27. Tutuklama tedbirine kişilerin suçluluğu hakkında kuvvetli belirti bulunmasının yanı sıra bu kişilerin kaçmalarını, delillerin yok edilmesini veya değiştirilmesini önlemek maksadıyla başvurulabilir. Başlangıçtaki bu tutuklama nedenleri belli bir süreye kadar tutukluluğun devamı için yeterli görülebilirse de bu süre geçtikten sonra, uzatmaya ilişkin kararlarda tutuklama nedenlerinin hâlâ devam ettiğinin gerekçeleriyle birlikte gösterilmesi gerekir. Bu gerekçeler “ilgili” ve “yeterli” görüldüğü takdirde, yargılama sürecinin özenli yürütülüp yürütülmediği de incelenmelidir. Davanın karmaşıklığı, organize suçlara dair olup olmadığı veya sanık sayısı gibi faktörler sürecin işleyişinde gösterilen özenin değerlendirilmesinde dikkate alınır. Tüm bu unsurların birlikte değerlendirilmesiyle sürenin makul olup olmadığı konusunda bir sonuca ulaşılabilir (Murat Narman, B. No: 2012/1137, 2/7/2013, § 63).

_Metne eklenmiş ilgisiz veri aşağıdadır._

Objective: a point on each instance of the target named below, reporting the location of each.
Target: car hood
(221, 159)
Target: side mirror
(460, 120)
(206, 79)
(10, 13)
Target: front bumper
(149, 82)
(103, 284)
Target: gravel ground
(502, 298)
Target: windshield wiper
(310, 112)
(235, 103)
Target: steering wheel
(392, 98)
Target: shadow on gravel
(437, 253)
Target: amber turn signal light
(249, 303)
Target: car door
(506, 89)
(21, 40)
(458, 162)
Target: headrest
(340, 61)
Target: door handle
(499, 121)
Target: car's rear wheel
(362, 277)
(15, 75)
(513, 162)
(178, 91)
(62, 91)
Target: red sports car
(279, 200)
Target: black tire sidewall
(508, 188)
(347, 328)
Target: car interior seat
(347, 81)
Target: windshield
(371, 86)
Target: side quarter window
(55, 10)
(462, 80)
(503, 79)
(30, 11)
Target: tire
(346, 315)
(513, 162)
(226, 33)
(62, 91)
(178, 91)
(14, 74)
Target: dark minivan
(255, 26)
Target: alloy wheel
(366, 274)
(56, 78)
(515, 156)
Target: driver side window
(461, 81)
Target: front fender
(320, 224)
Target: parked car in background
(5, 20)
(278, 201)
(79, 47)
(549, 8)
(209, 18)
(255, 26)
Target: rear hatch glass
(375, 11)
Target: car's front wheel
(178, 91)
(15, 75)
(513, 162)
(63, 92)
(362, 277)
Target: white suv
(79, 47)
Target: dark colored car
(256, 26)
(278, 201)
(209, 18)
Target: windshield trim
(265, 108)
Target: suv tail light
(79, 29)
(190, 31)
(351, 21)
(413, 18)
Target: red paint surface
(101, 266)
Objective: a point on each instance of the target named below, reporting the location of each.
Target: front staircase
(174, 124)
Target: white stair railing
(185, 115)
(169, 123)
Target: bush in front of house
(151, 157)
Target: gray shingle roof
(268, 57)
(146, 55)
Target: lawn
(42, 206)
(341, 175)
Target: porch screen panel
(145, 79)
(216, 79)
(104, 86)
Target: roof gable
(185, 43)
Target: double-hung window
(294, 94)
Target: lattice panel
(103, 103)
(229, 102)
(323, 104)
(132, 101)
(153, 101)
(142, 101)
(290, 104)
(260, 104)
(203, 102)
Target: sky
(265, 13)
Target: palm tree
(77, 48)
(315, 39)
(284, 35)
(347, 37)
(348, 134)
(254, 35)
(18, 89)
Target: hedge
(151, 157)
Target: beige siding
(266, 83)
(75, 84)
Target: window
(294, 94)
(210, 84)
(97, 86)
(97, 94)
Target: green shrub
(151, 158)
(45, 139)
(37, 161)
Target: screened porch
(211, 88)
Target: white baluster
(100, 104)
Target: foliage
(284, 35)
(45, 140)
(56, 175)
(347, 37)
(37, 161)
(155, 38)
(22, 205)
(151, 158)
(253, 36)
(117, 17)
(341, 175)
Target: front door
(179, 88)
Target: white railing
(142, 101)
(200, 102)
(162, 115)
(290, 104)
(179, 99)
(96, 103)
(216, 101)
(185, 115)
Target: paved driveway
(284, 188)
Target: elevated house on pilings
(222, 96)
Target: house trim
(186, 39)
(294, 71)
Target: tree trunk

28. Dolayısıyla Anayasa’nın 19. maddesinin yedinci fıkrasının ihlal edilip edilmediğinin değerlendirmesinde esas olarak, serbest bırakılma taleplerine ilişkin kararların gerekçelerine bakılmalı ve tutuklu bulunan kişiler tarafından yapılan tutukluluğa itiraz başvurularında sunulan belgeler çerçevesinde kararların yeterince gerekçelendirilmiş olup olmadığı göz önüne alınmalıdır (Murat Narman, B. No: 2012/1137, 2/7/2013, § 64).

29. Öte yandan hukuka uygun olarak tutuklanan bir kişinin, suç işlediği yönünde kuvvetli belirti ve tutuklama nedeninin varlığı devam ettiği sürece ilke olarak belli bir süreye kadar tutukluluk halinin makul kabul edilmesi gerekir (Murat Narman, B. No: 2012/1137, 2/7/2013, § 65).

30. Makul sürenin hesaplanmasında sürenin başlangıcı, başvurucunun ilk kez yakalanıp gözaltına alındığı durumlarda bu tarih, doğrudan tutuklandığı durumlarda ise tutuklama tarihidir. Sürenin sonu ise kural olarak kişinin serbest bırakıldığı ya da ilk derece mahkemesince hüküm verildiği tarihtir (Murat Narman, B. No: 2012/1137, 2/7/2013, § 66).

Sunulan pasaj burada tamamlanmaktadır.